Running the Scrapers

Standalone Execution

# Run all enabled scrapers
python scrapers/run_scrapers.py

# Run specific scrapers only
python scrapers/run_scrapers.py --names myriad_myrisk blueprint_genetics

# Preview what would be executed
python scrapers/run_scrapers.py --dry-run

# Custom output directory
python scrapers/run_scrapers.py --output-dir /path/to/output

# Enable verbose logging
python scrapers/run_scrapers.py --verbose

Integration with Custom Panel

# Fetch pre-scraped commercial panel data
custom-panel fetch commercial_panels --output-dir results

Currently Implemented Scrapers

1. Myriad Genetics (parse_myriad.py)

  • URL: https://myriad.com/gene-table/
  • Panel: myRisk Hereditary Cancer Panel
  • Method: Static HTML with BeautifulSoup
  • Genes: ~35 high-risk cancer genes

2. Blueprint Genetics (parse_blueprint.py)

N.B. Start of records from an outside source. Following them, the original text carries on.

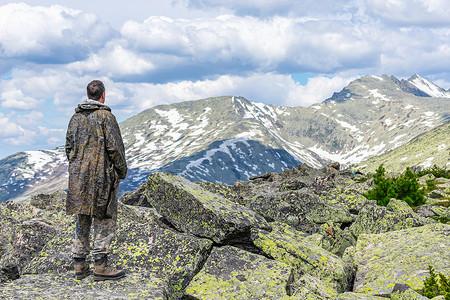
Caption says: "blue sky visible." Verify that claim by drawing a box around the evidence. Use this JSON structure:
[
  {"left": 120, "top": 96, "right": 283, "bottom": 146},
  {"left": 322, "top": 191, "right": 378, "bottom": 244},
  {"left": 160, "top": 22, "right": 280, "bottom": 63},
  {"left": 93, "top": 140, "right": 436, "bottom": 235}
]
[{"left": 0, "top": 0, "right": 450, "bottom": 158}]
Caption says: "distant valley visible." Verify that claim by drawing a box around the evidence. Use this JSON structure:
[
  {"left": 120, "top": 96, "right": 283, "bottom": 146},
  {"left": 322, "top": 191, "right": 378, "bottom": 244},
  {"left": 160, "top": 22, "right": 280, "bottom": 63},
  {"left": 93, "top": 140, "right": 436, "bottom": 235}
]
[{"left": 0, "top": 75, "right": 450, "bottom": 202}]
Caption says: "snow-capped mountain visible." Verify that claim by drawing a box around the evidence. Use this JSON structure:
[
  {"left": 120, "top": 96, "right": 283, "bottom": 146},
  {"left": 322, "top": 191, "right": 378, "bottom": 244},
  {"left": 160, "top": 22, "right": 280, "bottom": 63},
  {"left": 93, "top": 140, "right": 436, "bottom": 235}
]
[
  {"left": 356, "top": 122, "right": 450, "bottom": 174},
  {"left": 0, "top": 75, "right": 450, "bottom": 202},
  {"left": 408, "top": 74, "right": 450, "bottom": 98}
]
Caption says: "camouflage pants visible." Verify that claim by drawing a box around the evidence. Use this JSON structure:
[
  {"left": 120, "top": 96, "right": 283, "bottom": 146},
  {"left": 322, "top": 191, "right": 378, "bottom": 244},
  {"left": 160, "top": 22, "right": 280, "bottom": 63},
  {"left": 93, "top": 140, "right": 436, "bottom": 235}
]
[{"left": 72, "top": 215, "right": 117, "bottom": 259}]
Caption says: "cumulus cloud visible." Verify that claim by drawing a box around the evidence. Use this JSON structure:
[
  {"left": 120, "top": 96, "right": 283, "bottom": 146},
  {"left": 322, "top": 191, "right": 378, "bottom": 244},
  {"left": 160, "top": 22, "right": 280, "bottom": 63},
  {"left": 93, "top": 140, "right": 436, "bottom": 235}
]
[
  {"left": 114, "top": 15, "right": 380, "bottom": 82},
  {"left": 0, "top": 3, "right": 115, "bottom": 63},
  {"left": 0, "top": 0, "right": 450, "bottom": 158},
  {"left": 179, "top": 0, "right": 358, "bottom": 17},
  {"left": 0, "top": 113, "right": 24, "bottom": 138},
  {"left": 0, "top": 89, "right": 43, "bottom": 110},
  {"left": 367, "top": 0, "right": 450, "bottom": 26}
]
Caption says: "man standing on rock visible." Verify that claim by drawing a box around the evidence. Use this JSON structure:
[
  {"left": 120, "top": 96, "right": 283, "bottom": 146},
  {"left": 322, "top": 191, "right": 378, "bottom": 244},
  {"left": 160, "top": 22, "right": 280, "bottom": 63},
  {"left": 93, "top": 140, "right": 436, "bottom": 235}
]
[{"left": 66, "top": 80, "right": 127, "bottom": 280}]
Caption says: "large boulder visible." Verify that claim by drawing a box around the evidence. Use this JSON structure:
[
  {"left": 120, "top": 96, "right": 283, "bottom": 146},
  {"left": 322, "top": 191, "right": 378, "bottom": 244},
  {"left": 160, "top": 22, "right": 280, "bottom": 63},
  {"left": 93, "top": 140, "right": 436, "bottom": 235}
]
[
  {"left": 145, "top": 173, "right": 270, "bottom": 244},
  {"left": 336, "top": 292, "right": 386, "bottom": 300},
  {"left": 350, "top": 205, "right": 424, "bottom": 237},
  {"left": 249, "top": 188, "right": 353, "bottom": 233},
  {"left": 252, "top": 222, "right": 352, "bottom": 292},
  {"left": 186, "top": 246, "right": 294, "bottom": 300},
  {"left": 24, "top": 205, "right": 212, "bottom": 299},
  {"left": 0, "top": 272, "right": 169, "bottom": 300},
  {"left": 353, "top": 223, "right": 450, "bottom": 296},
  {"left": 0, "top": 198, "right": 70, "bottom": 282}
]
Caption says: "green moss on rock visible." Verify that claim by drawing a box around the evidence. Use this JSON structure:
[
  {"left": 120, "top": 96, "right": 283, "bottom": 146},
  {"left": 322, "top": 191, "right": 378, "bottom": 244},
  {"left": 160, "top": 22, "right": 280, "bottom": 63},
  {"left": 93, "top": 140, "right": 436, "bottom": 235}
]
[
  {"left": 186, "top": 246, "right": 293, "bottom": 300},
  {"left": 145, "top": 173, "right": 270, "bottom": 243},
  {"left": 353, "top": 223, "right": 450, "bottom": 295},
  {"left": 252, "top": 222, "right": 351, "bottom": 292}
]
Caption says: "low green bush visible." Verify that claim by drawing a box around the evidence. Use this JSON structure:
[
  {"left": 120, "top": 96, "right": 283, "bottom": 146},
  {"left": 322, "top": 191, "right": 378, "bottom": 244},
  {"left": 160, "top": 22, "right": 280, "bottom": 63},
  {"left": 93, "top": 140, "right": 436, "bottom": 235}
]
[
  {"left": 417, "top": 165, "right": 450, "bottom": 179},
  {"left": 419, "top": 266, "right": 450, "bottom": 300},
  {"left": 363, "top": 166, "right": 425, "bottom": 207}
]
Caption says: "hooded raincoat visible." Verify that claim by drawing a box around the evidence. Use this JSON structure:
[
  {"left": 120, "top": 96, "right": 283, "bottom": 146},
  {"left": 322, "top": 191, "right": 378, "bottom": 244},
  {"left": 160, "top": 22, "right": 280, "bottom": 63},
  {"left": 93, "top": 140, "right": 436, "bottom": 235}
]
[{"left": 65, "top": 100, "right": 127, "bottom": 218}]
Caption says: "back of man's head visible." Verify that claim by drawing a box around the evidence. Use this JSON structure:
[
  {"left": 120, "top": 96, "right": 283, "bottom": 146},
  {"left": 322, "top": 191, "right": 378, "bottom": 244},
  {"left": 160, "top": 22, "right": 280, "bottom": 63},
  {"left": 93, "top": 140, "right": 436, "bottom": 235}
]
[{"left": 86, "top": 80, "right": 105, "bottom": 100}]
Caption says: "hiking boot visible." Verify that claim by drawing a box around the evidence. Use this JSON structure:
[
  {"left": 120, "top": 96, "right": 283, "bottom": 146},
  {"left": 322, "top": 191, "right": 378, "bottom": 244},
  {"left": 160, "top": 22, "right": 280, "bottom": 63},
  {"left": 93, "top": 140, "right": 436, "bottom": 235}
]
[
  {"left": 94, "top": 255, "right": 125, "bottom": 281},
  {"left": 73, "top": 258, "right": 91, "bottom": 280}
]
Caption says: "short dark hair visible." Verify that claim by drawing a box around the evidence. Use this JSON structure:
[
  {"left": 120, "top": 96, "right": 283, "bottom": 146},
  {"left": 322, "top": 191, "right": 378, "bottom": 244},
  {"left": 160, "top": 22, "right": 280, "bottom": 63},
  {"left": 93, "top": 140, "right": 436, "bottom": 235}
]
[{"left": 86, "top": 80, "right": 105, "bottom": 100}]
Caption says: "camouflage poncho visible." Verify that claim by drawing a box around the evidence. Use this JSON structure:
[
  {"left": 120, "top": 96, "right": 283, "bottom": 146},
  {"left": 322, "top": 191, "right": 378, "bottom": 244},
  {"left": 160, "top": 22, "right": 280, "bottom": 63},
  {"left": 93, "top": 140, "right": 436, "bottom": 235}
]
[{"left": 66, "top": 100, "right": 127, "bottom": 218}]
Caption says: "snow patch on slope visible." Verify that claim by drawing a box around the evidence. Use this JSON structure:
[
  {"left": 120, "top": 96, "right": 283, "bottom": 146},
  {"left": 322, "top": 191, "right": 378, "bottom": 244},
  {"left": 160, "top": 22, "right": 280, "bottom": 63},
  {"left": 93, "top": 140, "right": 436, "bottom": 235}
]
[{"left": 408, "top": 74, "right": 450, "bottom": 98}]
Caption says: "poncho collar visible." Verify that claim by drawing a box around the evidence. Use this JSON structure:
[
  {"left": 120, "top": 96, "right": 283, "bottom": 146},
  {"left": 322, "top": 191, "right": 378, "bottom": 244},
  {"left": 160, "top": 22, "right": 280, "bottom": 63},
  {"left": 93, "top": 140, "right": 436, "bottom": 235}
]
[{"left": 75, "top": 99, "right": 111, "bottom": 112}]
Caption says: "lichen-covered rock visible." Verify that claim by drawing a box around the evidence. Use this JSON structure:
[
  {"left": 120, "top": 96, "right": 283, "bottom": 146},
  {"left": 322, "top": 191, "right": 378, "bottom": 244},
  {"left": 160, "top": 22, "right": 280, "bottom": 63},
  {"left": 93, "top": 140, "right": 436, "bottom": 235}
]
[
  {"left": 428, "top": 189, "right": 450, "bottom": 199},
  {"left": 436, "top": 178, "right": 450, "bottom": 194},
  {"left": 417, "top": 174, "right": 436, "bottom": 186},
  {"left": 0, "top": 272, "right": 169, "bottom": 300},
  {"left": 353, "top": 223, "right": 450, "bottom": 295},
  {"left": 0, "top": 195, "right": 69, "bottom": 282},
  {"left": 289, "top": 274, "right": 337, "bottom": 300},
  {"left": 386, "top": 198, "right": 414, "bottom": 215},
  {"left": 252, "top": 222, "right": 351, "bottom": 292},
  {"left": 145, "top": 173, "right": 270, "bottom": 244},
  {"left": 25, "top": 205, "right": 212, "bottom": 299},
  {"left": 30, "top": 191, "right": 67, "bottom": 211},
  {"left": 350, "top": 205, "right": 424, "bottom": 237},
  {"left": 249, "top": 189, "right": 353, "bottom": 233},
  {"left": 391, "top": 289, "right": 428, "bottom": 300},
  {"left": 336, "top": 292, "right": 386, "bottom": 300},
  {"left": 417, "top": 205, "right": 436, "bottom": 218},
  {"left": 119, "top": 183, "right": 152, "bottom": 207},
  {"left": 317, "top": 224, "right": 356, "bottom": 257},
  {"left": 186, "top": 246, "right": 293, "bottom": 300},
  {"left": 314, "top": 186, "right": 374, "bottom": 215}
]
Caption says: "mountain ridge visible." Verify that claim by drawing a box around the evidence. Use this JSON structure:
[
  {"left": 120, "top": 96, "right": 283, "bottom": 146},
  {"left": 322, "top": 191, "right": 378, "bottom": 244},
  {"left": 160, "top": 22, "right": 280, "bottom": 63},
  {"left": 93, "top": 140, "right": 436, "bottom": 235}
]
[{"left": 0, "top": 75, "right": 450, "bottom": 202}]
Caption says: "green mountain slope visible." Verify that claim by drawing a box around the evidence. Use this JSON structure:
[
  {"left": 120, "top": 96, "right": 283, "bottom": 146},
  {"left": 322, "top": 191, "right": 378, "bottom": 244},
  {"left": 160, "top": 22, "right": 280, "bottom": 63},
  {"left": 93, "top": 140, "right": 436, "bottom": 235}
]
[{"left": 355, "top": 122, "right": 450, "bottom": 173}]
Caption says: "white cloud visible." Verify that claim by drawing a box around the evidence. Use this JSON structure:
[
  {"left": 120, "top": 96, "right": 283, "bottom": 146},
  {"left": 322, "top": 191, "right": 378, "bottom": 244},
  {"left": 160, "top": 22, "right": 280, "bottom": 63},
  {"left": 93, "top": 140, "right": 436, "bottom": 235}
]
[
  {"left": 179, "top": 0, "right": 358, "bottom": 17},
  {"left": 0, "top": 113, "right": 24, "bottom": 138},
  {"left": 367, "top": 0, "right": 450, "bottom": 26},
  {"left": 0, "top": 0, "right": 450, "bottom": 158},
  {"left": 0, "top": 3, "right": 114, "bottom": 63},
  {"left": 0, "top": 89, "right": 43, "bottom": 110},
  {"left": 114, "top": 15, "right": 380, "bottom": 82}
]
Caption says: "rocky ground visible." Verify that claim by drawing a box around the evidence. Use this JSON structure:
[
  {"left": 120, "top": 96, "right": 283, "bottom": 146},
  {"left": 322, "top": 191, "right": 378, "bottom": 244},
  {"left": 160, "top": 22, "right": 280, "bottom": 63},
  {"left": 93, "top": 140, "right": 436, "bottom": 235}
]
[{"left": 0, "top": 164, "right": 450, "bottom": 300}]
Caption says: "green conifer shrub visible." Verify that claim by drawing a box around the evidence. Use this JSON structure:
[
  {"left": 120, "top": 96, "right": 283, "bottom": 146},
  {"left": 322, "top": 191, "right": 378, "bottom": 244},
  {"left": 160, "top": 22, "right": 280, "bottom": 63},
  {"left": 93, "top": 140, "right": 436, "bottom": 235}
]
[
  {"left": 363, "top": 165, "right": 425, "bottom": 207},
  {"left": 419, "top": 266, "right": 450, "bottom": 300}
]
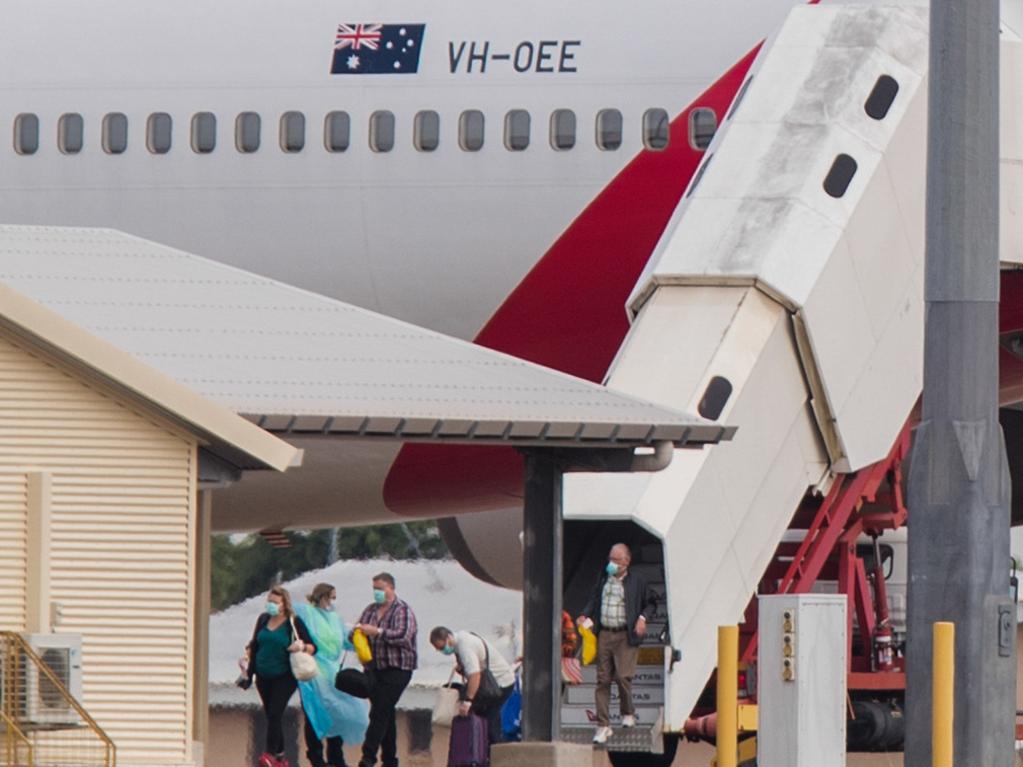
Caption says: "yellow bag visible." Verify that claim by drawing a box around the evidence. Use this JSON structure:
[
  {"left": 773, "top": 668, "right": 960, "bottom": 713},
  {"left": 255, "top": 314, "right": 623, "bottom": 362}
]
[
  {"left": 579, "top": 624, "right": 596, "bottom": 666},
  {"left": 352, "top": 629, "right": 374, "bottom": 665}
]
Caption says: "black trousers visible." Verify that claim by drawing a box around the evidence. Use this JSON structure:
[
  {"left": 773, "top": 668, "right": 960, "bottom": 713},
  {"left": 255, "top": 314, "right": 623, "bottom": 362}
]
[
  {"left": 473, "top": 684, "right": 515, "bottom": 746},
  {"left": 256, "top": 674, "right": 299, "bottom": 756},
  {"left": 305, "top": 717, "right": 345, "bottom": 767},
  {"left": 359, "top": 669, "right": 412, "bottom": 767}
]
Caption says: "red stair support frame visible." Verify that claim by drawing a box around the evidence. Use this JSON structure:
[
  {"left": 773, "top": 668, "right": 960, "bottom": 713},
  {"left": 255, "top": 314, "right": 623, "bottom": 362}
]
[{"left": 741, "top": 423, "right": 909, "bottom": 671}]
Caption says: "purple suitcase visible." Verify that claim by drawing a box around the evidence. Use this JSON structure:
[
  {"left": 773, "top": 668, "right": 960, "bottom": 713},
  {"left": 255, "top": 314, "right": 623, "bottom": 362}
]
[{"left": 448, "top": 714, "right": 490, "bottom": 767}]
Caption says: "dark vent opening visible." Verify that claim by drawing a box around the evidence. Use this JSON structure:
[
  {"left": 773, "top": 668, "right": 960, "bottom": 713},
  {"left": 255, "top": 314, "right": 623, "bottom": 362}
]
[
  {"left": 825, "top": 154, "right": 857, "bottom": 198},
  {"left": 697, "top": 375, "right": 731, "bottom": 420},
  {"left": 863, "top": 75, "right": 898, "bottom": 120}
]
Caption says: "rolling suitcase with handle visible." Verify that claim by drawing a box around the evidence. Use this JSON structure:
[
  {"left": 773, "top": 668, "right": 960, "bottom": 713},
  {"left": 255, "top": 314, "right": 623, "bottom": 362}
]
[{"left": 448, "top": 714, "right": 490, "bottom": 767}]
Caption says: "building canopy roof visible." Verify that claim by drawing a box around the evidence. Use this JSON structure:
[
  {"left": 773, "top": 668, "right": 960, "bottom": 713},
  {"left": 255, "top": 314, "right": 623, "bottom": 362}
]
[{"left": 0, "top": 226, "right": 732, "bottom": 447}]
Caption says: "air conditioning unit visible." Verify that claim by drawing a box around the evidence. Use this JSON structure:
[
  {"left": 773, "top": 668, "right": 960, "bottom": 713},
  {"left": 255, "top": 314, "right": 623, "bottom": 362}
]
[{"left": 17, "top": 634, "right": 82, "bottom": 726}]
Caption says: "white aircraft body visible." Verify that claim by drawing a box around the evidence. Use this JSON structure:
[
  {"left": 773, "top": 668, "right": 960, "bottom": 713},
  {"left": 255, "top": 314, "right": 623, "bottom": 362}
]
[
  {"left": 0, "top": 0, "right": 794, "bottom": 337},
  {"left": 0, "top": 0, "right": 830, "bottom": 564}
]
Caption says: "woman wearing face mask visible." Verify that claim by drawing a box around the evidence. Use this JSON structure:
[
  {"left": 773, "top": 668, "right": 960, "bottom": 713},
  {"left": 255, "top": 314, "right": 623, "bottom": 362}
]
[
  {"left": 238, "top": 586, "right": 316, "bottom": 767},
  {"left": 296, "top": 583, "right": 369, "bottom": 767}
]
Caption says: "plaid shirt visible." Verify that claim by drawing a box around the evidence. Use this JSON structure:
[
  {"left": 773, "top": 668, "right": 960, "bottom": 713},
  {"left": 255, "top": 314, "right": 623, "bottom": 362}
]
[
  {"left": 359, "top": 597, "right": 417, "bottom": 671},
  {"left": 601, "top": 576, "right": 625, "bottom": 631}
]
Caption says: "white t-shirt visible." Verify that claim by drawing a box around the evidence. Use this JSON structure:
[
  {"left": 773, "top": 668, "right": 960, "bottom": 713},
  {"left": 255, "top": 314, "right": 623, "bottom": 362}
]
[{"left": 454, "top": 631, "right": 515, "bottom": 687}]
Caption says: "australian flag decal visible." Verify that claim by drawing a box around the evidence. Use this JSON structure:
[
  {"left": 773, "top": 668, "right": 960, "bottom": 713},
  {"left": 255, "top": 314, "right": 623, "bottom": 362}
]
[{"left": 330, "top": 24, "right": 427, "bottom": 75}]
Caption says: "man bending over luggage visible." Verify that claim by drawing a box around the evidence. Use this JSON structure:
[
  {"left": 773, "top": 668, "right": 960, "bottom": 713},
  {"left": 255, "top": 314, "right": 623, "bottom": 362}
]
[{"left": 430, "top": 626, "right": 515, "bottom": 743}]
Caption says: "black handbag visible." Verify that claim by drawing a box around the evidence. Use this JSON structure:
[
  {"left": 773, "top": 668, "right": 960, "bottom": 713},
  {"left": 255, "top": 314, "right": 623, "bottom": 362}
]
[
  {"left": 473, "top": 633, "right": 504, "bottom": 711},
  {"left": 333, "top": 652, "right": 373, "bottom": 697}
]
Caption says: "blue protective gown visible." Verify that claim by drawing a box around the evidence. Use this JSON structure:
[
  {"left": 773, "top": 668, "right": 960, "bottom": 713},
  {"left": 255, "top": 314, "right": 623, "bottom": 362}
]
[{"left": 295, "top": 604, "right": 369, "bottom": 746}]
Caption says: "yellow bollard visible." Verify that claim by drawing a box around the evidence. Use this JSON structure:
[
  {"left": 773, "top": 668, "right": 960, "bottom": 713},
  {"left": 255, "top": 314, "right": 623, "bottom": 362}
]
[
  {"left": 931, "top": 622, "right": 955, "bottom": 767},
  {"left": 717, "top": 626, "right": 739, "bottom": 767}
]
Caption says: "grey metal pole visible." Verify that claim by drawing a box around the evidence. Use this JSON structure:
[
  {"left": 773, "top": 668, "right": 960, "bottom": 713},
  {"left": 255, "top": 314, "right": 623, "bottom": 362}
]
[
  {"left": 905, "top": 0, "right": 1016, "bottom": 767},
  {"left": 522, "top": 451, "right": 564, "bottom": 742}
]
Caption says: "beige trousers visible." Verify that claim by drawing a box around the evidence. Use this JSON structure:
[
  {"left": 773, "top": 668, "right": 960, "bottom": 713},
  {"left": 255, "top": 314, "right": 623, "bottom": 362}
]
[{"left": 594, "top": 629, "right": 639, "bottom": 727}]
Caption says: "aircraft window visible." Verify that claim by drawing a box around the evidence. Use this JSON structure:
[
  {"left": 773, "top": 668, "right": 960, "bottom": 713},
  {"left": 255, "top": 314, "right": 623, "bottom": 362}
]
[
  {"left": 504, "top": 109, "right": 530, "bottom": 151},
  {"left": 825, "top": 154, "right": 857, "bottom": 198},
  {"left": 103, "top": 111, "right": 128, "bottom": 154},
  {"left": 57, "top": 111, "right": 85, "bottom": 154},
  {"left": 191, "top": 111, "right": 217, "bottom": 154},
  {"left": 690, "top": 106, "right": 717, "bottom": 151},
  {"left": 280, "top": 111, "right": 306, "bottom": 152},
  {"left": 323, "top": 111, "right": 352, "bottom": 151},
  {"left": 369, "top": 110, "right": 394, "bottom": 151},
  {"left": 412, "top": 109, "right": 441, "bottom": 151},
  {"left": 550, "top": 109, "right": 575, "bottom": 150},
  {"left": 596, "top": 109, "right": 622, "bottom": 151},
  {"left": 458, "top": 109, "right": 484, "bottom": 151},
  {"left": 14, "top": 112, "right": 39, "bottom": 154},
  {"left": 642, "top": 109, "right": 671, "bottom": 149},
  {"left": 145, "top": 111, "right": 173, "bottom": 154},
  {"left": 234, "top": 111, "right": 263, "bottom": 154}
]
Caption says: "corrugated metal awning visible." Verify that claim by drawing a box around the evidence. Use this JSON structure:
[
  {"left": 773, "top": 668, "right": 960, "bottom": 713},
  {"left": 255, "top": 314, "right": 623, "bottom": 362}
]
[{"left": 0, "top": 226, "right": 731, "bottom": 447}]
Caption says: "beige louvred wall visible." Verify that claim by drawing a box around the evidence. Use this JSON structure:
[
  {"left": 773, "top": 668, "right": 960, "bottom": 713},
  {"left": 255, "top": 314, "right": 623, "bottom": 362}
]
[
  {"left": 0, "top": 335, "right": 196, "bottom": 765},
  {"left": 0, "top": 472, "right": 29, "bottom": 631}
]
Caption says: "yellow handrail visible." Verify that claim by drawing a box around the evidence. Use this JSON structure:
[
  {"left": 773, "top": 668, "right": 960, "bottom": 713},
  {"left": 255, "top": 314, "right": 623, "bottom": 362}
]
[
  {"left": 0, "top": 631, "right": 117, "bottom": 767},
  {"left": 931, "top": 621, "right": 955, "bottom": 767},
  {"left": 717, "top": 626, "right": 739, "bottom": 767}
]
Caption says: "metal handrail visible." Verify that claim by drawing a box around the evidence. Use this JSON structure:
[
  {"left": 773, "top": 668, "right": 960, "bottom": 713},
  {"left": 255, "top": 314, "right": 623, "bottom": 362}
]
[
  {"left": 0, "top": 711, "right": 35, "bottom": 767},
  {"left": 0, "top": 631, "right": 117, "bottom": 767}
]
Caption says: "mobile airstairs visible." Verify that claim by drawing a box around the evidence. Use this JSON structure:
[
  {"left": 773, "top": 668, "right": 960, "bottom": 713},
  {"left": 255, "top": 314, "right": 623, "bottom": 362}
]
[{"left": 562, "top": 5, "right": 1023, "bottom": 763}]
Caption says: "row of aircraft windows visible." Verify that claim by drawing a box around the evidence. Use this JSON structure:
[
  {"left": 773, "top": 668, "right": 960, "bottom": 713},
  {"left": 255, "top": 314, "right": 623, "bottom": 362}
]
[{"left": 14, "top": 107, "right": 717, "bottom": 154}]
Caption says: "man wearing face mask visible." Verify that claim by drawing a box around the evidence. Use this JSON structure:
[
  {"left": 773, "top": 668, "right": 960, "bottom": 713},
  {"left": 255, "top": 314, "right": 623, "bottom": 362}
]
[
  {"left": 355, "top": 573, "right": 417, "bottom": 767},
  {"left": 578, "top": 543, "right": 656, "bottom": 745},
  {"left": 430, "top": 626, "right": 515, "bottom": 743}
]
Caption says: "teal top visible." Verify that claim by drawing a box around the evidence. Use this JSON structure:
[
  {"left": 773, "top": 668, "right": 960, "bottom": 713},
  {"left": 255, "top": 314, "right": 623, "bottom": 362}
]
[{"left": 256, "top": 621, "right": 292, "bottom": 679}]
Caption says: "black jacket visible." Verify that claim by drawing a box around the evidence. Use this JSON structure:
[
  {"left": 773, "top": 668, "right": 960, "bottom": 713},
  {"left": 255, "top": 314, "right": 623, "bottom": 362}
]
[
  {"left": 246, "top": 613, "right": 316, "bottom": 679},
  {"left": 582, "top": 570, "right": 657, "bottom": 647}
]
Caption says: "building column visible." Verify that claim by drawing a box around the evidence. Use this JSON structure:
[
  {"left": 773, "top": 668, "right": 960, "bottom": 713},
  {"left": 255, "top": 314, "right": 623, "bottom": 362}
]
[{"left": 192, "top": 490, "right": 213, "bottom": 765}]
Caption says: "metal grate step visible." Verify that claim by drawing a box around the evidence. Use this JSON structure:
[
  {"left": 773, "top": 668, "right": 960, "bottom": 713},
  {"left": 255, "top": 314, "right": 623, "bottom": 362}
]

  • URL: Multiple sub-panels (19 total)
  • Panels: Comprehensive hereditary cancer panels
  • Method: Dynamic content with Selenium
  • Genes: ~200 genes across all panels

3. Invitae (parse_invitae.py)

  • URL: https://www.invitae.com/en/providers/test-catalog/test-01101
  • Panel: Multi-Cancer Panel
  • Method: JavaScript-rendered with Selenium
  • Genes: ~80 cancer predisposition genes

4. GeneDx (parse_genedx.py)

  • URL: https://www.genedx.com/tests/detail/oncogenedx-custom-panel-871
  • Panel: Comprehensive Cancer Panel
  • Method: Static HTML parsing
  • Genes: ~70 hereditary cancer genes

5. Fulgent Genetics (parse_fulgent.py)

  • URL: https://www.fulgentgenetics.com/comprehensivecancer-full
  • Panel: Comprehensive Cancer Panel
  • Method: BeautifulSoup with fallback strategies
  • Genes: ~130 cancer genes

Additional Providers

  1. Centogene - Solid tumor panel
  2. CEGAT - Tumor syndrome panel
  3. MGZ Munich - German cancer panel
  4. University of Chicago - Academic cancer panel
  5. Prevention Genetics - Hereditary cancer panel
  6. ARUP Laboratories - Clinical cancer panel
  7. Cincinnati Children's - Pediatric focus
  8. NeoGenomics - Oncology specialists
  9. Natera - Hereditary cancer test

Parser Implementation

Base Parser Class

All parsers inherit from BaseParser:

class BaseParser(ABC):
    """Abstract base parser for commercial panels."""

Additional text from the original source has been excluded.